Beauté des révoltes ouvrières, par Yvan Najiels

L'air national était irrespirable. Se succédaient, sur des plateaux radio-télévisés complaisants, des penseurs aussi pauvres du point de la pensée et de la dialectique que réactionnaires sans inventivité. Ils squattaient tout l'espace, oubliant leurs maigres différences pour s'unir sur le reste, sur la crainte d'une "identité" menacée, sur la haine islamophobe (qu'elle soit raciste classique comme chez Zemmour ou nationale-républicaine comme chez les Badinter, Chevènement ou son publiciste à grelots, Onfray) et sur le "vrai peuple" ou "peuple old school" dont on ne voit pas trop, à la vérité, ce qu'il désigne, sorti des chimères déroulédiennes relookées.
Tout ce petit monde, qui ne fait sensation qu'en France parce qu'il annonce l'apocalypse sur un ton chevrotant ou salivaire, se croyait enfin au zénith de son entreprise de malheur, de haine et de réaction sans fond.
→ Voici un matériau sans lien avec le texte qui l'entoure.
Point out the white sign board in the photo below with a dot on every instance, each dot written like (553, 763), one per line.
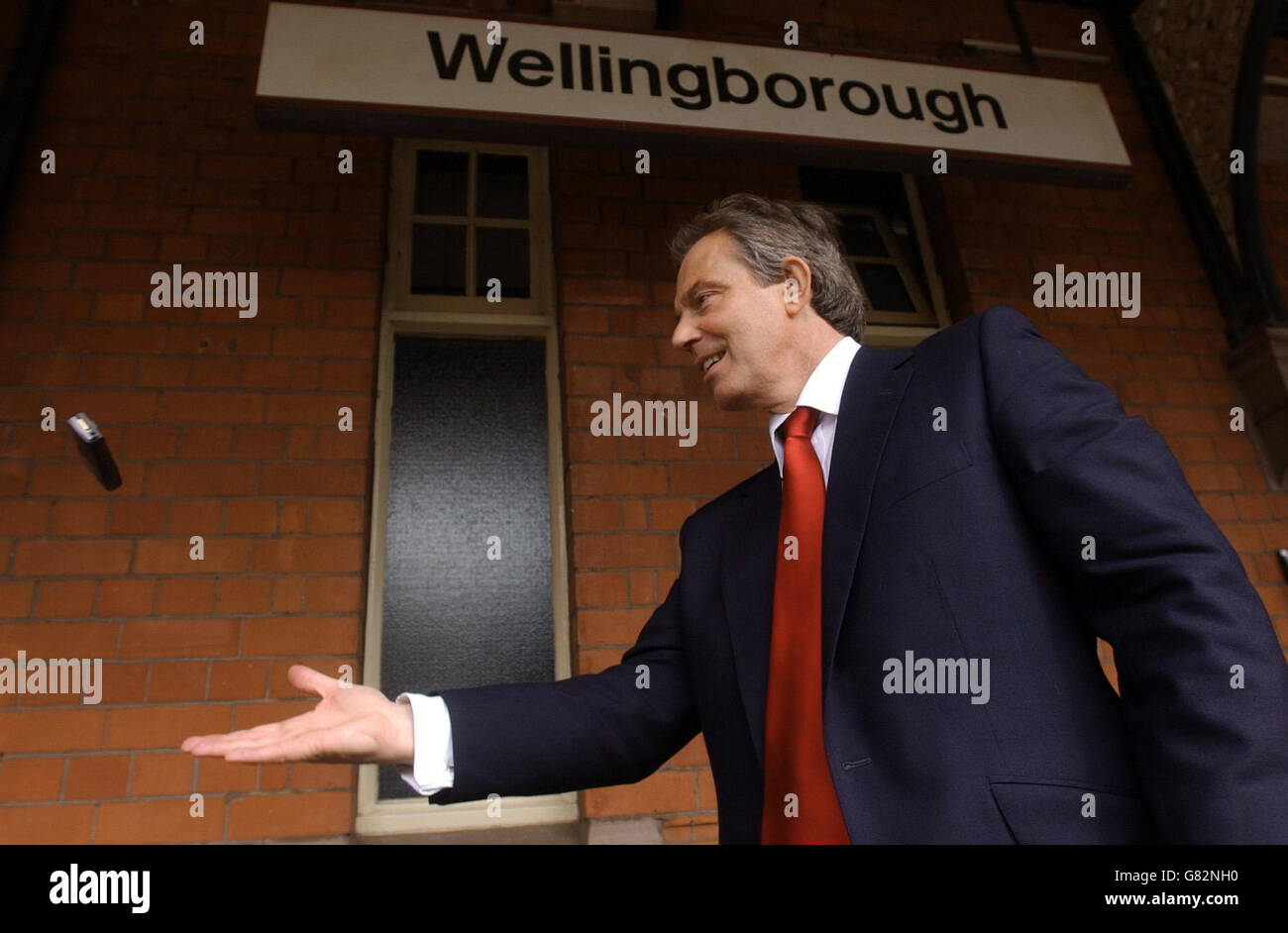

Il allait même se réunir à la Mutualité – la Mutu !, lieu plutôt symbolique des grands meetings de l'extrême gauche en France – pour entendre notamment ce pauvre Régis Debray, par ex., qui a fait alliance avec des USA qu'il déteste pour défaire un président haïtien légitimement élu – Jean-Bertand Aristide – parce que celui-ci réclamait à la France l'or par elle extorqué des années durant. Le tournant catholique a bon dos.
Le ronronnement réactionnaire était plus assourdissant que jamais. Le PS, la gauche !, ne se sentant plus de joie avançait ses "idées" les plus infâmes via son ministre Macron qui adore Margaret Thatcher, celle qui appauvrit le prolétariat anglais. Destruction des statuts de la fonction publique, travail le dimanche sans la moindre augmentation de salaire, bus pour les prolos et parmi eux, les Bretonnes "illettrées" de Gad… Tout cela après l'ANI, la loi sur le Renseignement, la frilosité – à tout le moins – relative aux réfugiés, etc.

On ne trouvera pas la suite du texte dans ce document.